National Climate Assessment stresses need to address global warming
Federal Report to Warn Climate Change Is Already Hurting Americans
Brian Clark Howard
National Geographic
Published May 5, 2014
The White House plans to release a major report Tuesday outlining how human-driven climate change is already affecting the environment in the United States and warning of more warming to come, possibly signaling a more aggressive response to the issue from the Obama administration.
The government's report is expected to be the most comprehensive review of climate impacts in the U.S. in over a decade.
An official draft copy of the report, known as the Third National Climate Assessment, argues that climate change is resulting in substantial financial, public health, and ecological costs, from increasingly severe weather to disruption of infrastructure. The report points to droughts in the West and flood-based damage to roads in the East.
It is a "significantly more ambitious effort than previous assessments" in terms of scope and the extent to which the public was engaged, according to the National Resource Council's review of a draft copy of the report.
(More here.)
Brian Clark Howard
National Geographic
Published May 5, 2014
The White House plans to release a major report Tuesday outlining how human-driven climate change is already affecting the environment in the United States and warning of more warming to come, possibly signaling a more aggressive response to the issue from the Obama administration.
The government's report is expected to be the most comprehensive review of climate impacts in the U.S. in over a decade.
An official draft copy of the report, known as the Third National Climate Assessment, argues that climate change is resulting in substantial financial, public health, and ecological costs, from increasingly severe weather to disruption of infrastructure. The report points to droughts in the West and flood-based damage to roads in the East.
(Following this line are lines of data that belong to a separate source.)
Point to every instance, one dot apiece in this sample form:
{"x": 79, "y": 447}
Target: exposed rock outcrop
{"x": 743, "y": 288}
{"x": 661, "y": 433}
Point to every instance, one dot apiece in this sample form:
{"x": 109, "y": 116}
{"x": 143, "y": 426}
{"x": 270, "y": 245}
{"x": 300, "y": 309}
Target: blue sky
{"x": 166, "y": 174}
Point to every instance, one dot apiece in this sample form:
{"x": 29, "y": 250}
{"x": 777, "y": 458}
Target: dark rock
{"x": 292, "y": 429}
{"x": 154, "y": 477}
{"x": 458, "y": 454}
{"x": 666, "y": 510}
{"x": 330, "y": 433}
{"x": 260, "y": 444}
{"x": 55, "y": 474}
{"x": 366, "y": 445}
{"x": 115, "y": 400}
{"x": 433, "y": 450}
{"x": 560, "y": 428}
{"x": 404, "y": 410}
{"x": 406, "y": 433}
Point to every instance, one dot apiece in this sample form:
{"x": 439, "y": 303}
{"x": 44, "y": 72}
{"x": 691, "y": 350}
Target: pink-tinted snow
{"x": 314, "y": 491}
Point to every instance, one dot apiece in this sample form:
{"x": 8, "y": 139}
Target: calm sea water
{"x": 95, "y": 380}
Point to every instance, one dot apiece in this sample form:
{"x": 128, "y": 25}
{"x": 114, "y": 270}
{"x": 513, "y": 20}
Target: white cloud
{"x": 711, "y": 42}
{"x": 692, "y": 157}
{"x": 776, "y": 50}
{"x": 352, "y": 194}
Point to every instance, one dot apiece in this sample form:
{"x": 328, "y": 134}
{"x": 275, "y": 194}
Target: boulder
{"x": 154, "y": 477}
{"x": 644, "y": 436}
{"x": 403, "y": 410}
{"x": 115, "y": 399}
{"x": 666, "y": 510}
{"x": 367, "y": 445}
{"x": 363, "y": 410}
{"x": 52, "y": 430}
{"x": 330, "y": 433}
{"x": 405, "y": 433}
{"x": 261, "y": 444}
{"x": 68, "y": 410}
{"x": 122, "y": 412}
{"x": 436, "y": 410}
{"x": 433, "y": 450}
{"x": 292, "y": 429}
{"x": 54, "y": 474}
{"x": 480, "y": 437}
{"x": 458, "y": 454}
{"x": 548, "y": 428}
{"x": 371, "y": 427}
It is a "significantly more ambitious effort than previous assessments" in terms of scope and the extent to which the public was engaged, according to the National Resource Council's review of a draft copy of the report.
(More here.)



1 Comments:
Paraphrasing Richard Feynman: Regardless of how many experts believe it or how many organizations concur, if it doesn’t agree with observation, it’s wrong.
The Intergovernmental Panel on Climate Change (IPCC), some politicians and many others mislead the gullible public by stubbornly continuing to proclaim that increased atmospheric carbon dioxide is a primary cause of global warming.
Measurements demonstrate that they are wrong.
CO2 increase from 1800 to 2001 was 89.5 ppmv (parts per million by volume). The atmospheric carbon dioxide level has now (through March, 2014) increased since 2001 by 27.04 ppmv (an amount equal to 30.2% of the increase that took place from 1800 to 2001) (1800, 281.6 ppmv; 2001, 371.13 ppmv; March, 2014, 398.17 ppmv).
The average global temperature trend since 2001 is flat (5 reporting agencies http://endofgw.blogspot.com/). Graphs through 2013 have been added.
That is the observation. No amount of spin can rationalize that the temperature increase to 2001 was caused by a CO2 increase of 89.5 ppmv but that 27.04 ppmv additional CO2 increase had no effect on the average global temperature trend after 2001.
Before you think cherry picking, examine http://agwunveiled.blogspot.com/ . It considers all measurements since before 1900 and corroborates that CO2 change has no significant influence on climate.
This link also shows that there are only two primary drivers of average global temperature change. They very accurately explain the measured and reported up and down temperature trends since before 1900 with R2>0.9 (correlation coefficient = 0.95) and provide credible estimates back to the low temperatures of the Little Ice Age (1610).